In a parallel development to the fundamental cause literature since the 1990s, social capital has come to embrace a bewildering variety of aspects of the social (Moore and Kawachi 2016). In a systematic review of the effects of social capital on mental health, De Silva et al. (2005) observe that social capital might include ‘cognitive, structural, bridging, bonding, and linking’ types, drawn from the very different theoretical traditions of Pierre Bourdieu, James Coleman and Robert Putnam. However, in the tradition of epidemiological evidence synthesis these are happily combined into a review as if they (more or less) extracted elements of a common underlying reality. Ten years later a further review (focussed on young people) illustrates the wide range of ideas that have been drawn under the idea of social capital (Table 2):
McPherson concludes not unreasonably that “It is, therefore, important that future research seeks to uncover the mechanisms through which social capital may exert different influences on the mental health” (p. 13).

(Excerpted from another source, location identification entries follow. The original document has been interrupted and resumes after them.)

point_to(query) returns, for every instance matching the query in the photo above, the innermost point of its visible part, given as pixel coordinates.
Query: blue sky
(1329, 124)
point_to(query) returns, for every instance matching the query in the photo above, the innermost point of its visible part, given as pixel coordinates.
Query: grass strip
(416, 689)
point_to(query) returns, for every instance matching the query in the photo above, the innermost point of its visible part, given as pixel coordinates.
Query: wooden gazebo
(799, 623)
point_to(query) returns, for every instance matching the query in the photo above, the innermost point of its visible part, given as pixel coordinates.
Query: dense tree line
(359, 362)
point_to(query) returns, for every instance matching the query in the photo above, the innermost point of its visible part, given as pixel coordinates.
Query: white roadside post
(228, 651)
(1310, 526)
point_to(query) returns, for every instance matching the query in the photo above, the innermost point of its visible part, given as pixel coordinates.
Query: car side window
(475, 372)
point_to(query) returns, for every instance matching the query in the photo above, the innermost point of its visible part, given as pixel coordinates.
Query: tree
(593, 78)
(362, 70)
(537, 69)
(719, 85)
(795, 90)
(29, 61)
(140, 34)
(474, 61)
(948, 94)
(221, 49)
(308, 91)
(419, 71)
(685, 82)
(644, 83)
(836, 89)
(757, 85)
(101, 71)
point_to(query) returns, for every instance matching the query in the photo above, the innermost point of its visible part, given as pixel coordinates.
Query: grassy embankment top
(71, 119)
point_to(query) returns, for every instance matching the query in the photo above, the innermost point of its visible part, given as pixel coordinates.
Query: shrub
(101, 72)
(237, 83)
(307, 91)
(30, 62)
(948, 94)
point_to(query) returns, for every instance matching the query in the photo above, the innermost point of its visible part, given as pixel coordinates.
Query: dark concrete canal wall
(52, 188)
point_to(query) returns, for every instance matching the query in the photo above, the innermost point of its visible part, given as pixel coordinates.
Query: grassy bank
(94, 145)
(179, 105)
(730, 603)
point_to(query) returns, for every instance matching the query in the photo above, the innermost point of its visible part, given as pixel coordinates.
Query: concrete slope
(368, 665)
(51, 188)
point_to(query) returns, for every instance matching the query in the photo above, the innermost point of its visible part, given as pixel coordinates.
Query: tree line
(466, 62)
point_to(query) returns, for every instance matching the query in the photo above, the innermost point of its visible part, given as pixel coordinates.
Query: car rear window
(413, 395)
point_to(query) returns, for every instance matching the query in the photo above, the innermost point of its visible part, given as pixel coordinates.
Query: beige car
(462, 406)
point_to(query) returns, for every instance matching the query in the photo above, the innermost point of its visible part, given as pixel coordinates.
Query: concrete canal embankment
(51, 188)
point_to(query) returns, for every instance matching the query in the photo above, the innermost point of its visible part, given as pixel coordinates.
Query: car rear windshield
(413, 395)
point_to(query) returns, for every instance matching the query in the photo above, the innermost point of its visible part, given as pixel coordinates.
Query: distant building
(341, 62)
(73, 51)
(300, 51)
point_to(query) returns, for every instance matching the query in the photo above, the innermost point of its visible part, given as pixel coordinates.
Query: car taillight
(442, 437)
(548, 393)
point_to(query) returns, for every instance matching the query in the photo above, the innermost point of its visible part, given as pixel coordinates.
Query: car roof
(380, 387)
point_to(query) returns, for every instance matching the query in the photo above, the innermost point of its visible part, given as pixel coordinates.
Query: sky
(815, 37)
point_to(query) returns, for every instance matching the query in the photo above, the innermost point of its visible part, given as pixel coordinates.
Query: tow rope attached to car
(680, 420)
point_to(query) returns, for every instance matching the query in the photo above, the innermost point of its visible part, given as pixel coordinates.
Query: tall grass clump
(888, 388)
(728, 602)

Strategy 5: Interaction ritual chains
While Pescosolido emphasises what people know and what they do, as the core aspects of social interactions, and Link and Phelan emphasise the deployment of resources, and social capital stresses the social context, there is further aspect of social life which hardly appears in these approaches. This is the point that there are important mental health consequence of the emotions generated by the way people live their lives in close and intimate proximity to one another. For example, stress is generated by high levels of negative emotional expression in families and, by contrast, trauma can result from low levels of emotional expression (e.g. neglect or isolation). There is evidence that both are bad for mental health (Koutra et al. 2014; Norman et al. 2012).
Sociological work on mechanisms that might analyse the effect of small/intimate groups such as families on emotions has been developed by Randall Collins and others on violence (2009) and ‘interaction ritual chains’ (2005) combining the traditions of Darwin, Durkheim and Goffman. Collins argues that we are biologically predisposed to emotional contagion in small group settings through physical and psychological rhythmic entrainment (resonance) which generates positive (or negative) emotional states, creating or releasing emotional stress (Fig. 1).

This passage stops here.